LA GIORNATA Succede tutto intorno alle 17,30 di giovedì, al termine di una bella giornata trascorsa a Montes. I sei cagliaritani in trasferta arrivano nella mattinata: quattro si mettono in viaggio da Selargius, due da Monserrato. Sono a bordo di due fuoristrada che parcheggiano in uno spiazzo. Tutti sono trascinati qui dalla passione per la caccia. La giornata scivola in fretta. Alle 17.30, quando la luce è ormai esaurita, sono pronti a riprendere la strada del ritorno verso casa. Invece, è l’ora dei banditi e tutto cambia.
IL BLITZ I rapinatori compaiono all’improvviso. Quattro o cinque, armati e col volto mascherato. Basta poco per imporre alla comitiva di cacciatori la consegna dei loro fucili: cinque in tutto. Ma i malviventi non si accontentano: vogliono anche i loro telefonini. Cinque cellulari finiscono così nelle mani dei banditi. Non sanno che manca il sesto. I cacciatori non lo tirano fuori: pensano che il blitz a quel punto possa finire. Il bottino è incassato e i cacciatori sono ormai disarmati. Invece, i malviventi non si fermano.

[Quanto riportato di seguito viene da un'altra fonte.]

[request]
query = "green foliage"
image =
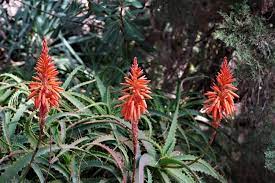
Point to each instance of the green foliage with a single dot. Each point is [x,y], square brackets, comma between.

LA FUGA I banditi si impadroniscono di un fuoristrada. E prima di mettersi al volante e scappare mirano verso l’altro fuoristrada. Sparano sul radiatore. Così il mezzo non può partire. I cacciatori resterebbero in trappola per ore, sarebbero costretti a tornare a piedi a Orgosolo per dare l’allarme. Invece, l’Sos scatta grazie a quel cellulare rimasto nascosto. La chiamata al 112 non basta, però, a bloccare i rapinatori in fuga. Riescono a sparire nel buio, senza lasciare traccia.
LE INDAGINI Per i sei cacciatori cagliaritani la serata prosegue a quel punto nella caserma dei carabinieri di Orgosolo dove raccontano ai militari come sono andate le cose. Solo nel cuore della notte riescono a far ritorno nelle loro case. Della vicenda si occupano i carabinieri della stazione e della compagnia di Nuoro.
LA CONDANNA A Orgosolo la notizia dell’ennesima rapina a cacciatori in trasferta rimbalza senza fretta. Il sindaco non ne sa nulla fino alla tarda mattinata. Dionigi Deledda, chiamato sempre a commentare vicende poco esaltanti per il paese, con l’abituale disponibilità confessa l’amarezza. «Sono cose gravi. Il silenzio a volte penso parli più delle parole», dice. E un attimo dopo, pensando ai fatti più recenti – dall’aggressione ai turisti stranieri all’atto teppistico verso un giovane di Ales che s’è visto bruciare i capelli all’interno di un bar del centro del paese – aggiunge: «Sto diventando il sindaco delle scuse. La condanna è doverosa e scontata. Ma se c’è uno scippo in un’altra città non mi sembra che il sindaco si metta a chiedere scusa». Deledda l’ha fatto tante volte. Troppe al punto che ora esterna la condanna misurando le parole e invocando il silenzio. Modo diverso per dire basta.